Tribal nations, such as the Shinnecock Nation, are working to protect their ancestors as rising ocean levels are encroaching on burial sites. The “protect” principle recognizes that the protection of such cultural sites advances Indigenous water justice and cultural and ceremonial practices for future generations.

“Planning for adaptation is something that can’t happen in isolation, whether you’re Indigenous or non-Indigenous. We are small but mighty together, and through scaling up collective resources, we can build adaptive capacity.”

Adapting to sea level rise and climate change will require communities to “unite,” the fifth principle, Leonard said. “Planning for adaptation is something that can’t happen in isolation, whether you’re Indigenous or non-Indigenous,” she continued. “We are small but mighty together, and through scaling up collective resources, we can build adaptive capacity.”
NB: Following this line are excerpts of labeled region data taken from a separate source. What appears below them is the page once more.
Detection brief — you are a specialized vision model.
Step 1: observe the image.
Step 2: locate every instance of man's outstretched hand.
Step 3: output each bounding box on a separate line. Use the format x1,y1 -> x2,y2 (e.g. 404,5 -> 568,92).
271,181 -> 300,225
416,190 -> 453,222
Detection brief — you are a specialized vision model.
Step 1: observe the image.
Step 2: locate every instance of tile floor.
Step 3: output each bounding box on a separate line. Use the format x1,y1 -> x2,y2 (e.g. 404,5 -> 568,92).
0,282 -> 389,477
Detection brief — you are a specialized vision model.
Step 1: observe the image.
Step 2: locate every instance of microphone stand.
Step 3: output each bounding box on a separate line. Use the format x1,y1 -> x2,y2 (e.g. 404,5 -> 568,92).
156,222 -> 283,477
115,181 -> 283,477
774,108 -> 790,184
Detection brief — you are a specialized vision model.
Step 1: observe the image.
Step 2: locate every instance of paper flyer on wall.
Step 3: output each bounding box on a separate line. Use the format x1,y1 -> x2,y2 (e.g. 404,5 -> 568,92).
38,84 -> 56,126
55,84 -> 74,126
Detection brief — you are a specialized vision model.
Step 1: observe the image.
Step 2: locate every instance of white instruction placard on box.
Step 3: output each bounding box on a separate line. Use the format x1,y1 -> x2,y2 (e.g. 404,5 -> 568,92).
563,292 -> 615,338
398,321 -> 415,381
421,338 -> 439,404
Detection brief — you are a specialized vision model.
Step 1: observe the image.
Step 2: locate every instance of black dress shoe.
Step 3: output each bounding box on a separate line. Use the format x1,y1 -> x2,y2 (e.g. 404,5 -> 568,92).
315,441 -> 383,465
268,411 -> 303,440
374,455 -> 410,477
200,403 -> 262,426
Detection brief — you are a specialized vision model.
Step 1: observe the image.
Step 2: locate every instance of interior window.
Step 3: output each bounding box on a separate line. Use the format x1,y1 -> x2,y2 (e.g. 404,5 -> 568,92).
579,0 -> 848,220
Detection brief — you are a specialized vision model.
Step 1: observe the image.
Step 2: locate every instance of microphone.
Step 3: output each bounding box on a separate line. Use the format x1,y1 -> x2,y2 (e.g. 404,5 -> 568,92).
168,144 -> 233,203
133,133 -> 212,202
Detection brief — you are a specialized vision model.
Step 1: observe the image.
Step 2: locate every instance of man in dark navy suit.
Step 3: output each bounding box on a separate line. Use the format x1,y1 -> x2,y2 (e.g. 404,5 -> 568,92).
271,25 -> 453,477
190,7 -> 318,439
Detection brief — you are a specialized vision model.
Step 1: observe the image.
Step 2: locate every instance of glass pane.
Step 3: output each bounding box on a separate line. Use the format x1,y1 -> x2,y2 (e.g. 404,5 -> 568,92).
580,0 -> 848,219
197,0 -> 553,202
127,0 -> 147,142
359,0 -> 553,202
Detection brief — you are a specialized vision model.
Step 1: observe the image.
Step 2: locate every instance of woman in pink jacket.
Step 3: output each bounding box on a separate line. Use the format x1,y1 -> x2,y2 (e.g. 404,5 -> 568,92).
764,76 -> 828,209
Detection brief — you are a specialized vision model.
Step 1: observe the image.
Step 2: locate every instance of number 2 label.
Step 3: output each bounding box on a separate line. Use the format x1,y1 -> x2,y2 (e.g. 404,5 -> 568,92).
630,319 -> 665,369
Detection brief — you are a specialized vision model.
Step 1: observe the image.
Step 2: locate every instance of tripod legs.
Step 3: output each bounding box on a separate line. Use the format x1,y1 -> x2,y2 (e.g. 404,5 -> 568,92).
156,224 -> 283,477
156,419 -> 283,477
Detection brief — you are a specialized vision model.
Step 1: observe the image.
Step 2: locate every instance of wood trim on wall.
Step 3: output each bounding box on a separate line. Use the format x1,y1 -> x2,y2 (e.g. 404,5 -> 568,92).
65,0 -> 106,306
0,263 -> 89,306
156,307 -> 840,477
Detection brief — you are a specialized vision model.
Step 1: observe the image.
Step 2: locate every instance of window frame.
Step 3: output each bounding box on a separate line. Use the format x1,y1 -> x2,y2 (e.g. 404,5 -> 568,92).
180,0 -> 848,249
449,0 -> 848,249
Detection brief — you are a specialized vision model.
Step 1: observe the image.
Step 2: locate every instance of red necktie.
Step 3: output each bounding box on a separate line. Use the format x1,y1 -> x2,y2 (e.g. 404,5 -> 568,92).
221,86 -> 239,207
Historically, eastern coastal tribal nations had several village sites across large areas of land, allowing them to adapt to seasonal changes and move when needed. The final principle, “move,” addresses how tribal nations can migrate to new places with cultural connections and rebuild their lives. “But right now, due to colonialism, that principle is impossible,” Leonard said.

The answer to the move principle lies in federal legislation and funding that would support tribal nations moving to areas on the eastern Atlantic coast where they could preserve their cultural connection to the land and ocean and continue stewardship practices, Leonard said. “As a Shinnecock person, you can’t just plop us in the middle of Arkansas and imagine that we’ll be able to maintain our culture,” Leonard said. “We are people of the shore, and if the shores cease to exist, we cease to exist.”

A Sustainable Path

The WAMPUM framework provides a path forward for tribal nations to help guide them in adapting to sea level rise using cultural knowledge and skills. “Tribal governments and communities have to get on the same page in terms of what strategies are realistic and seem feasible,” said geographer Casey Thornbrugh, a citizen of the Mashpee Wampanoag Tribe and the tribal climate science liaison at United South and Eastern Tribes. “The strategies laid out in the WAMPUM framework, with tribal nations and communities leading the way, offer a sustainable path to adaptation.”

Existing adaptation strategies present humans as battling the coast, using militaristic terms such as “hardening the coastline” and “coastline defense,” according to geoscientist Jon Woodruff of the University of Massachusetts Amherst, who is also the codirector of the Northeast Climate Adaptation Science Center. “But the WAMPUM framework brings the perspective of mending the shoreline, rather than taking a hardline militant approach,” Woodruff said. “And I think people are starting to appreciate the value of these long-term sustainable practices rather than the short-term fixes that set communities up for failure once the hard defenses are compromised.”

For Leonard, the approach also serves as a call to action to reject oppressive adaptation strategies and develop frameworks that capture Indigenous Knowledges in building resilience to climate change. “If we’re to build a sustainable future and ensure our shared planetary health, we have to mobilize our diverse knowledge systems together,” Leonard said.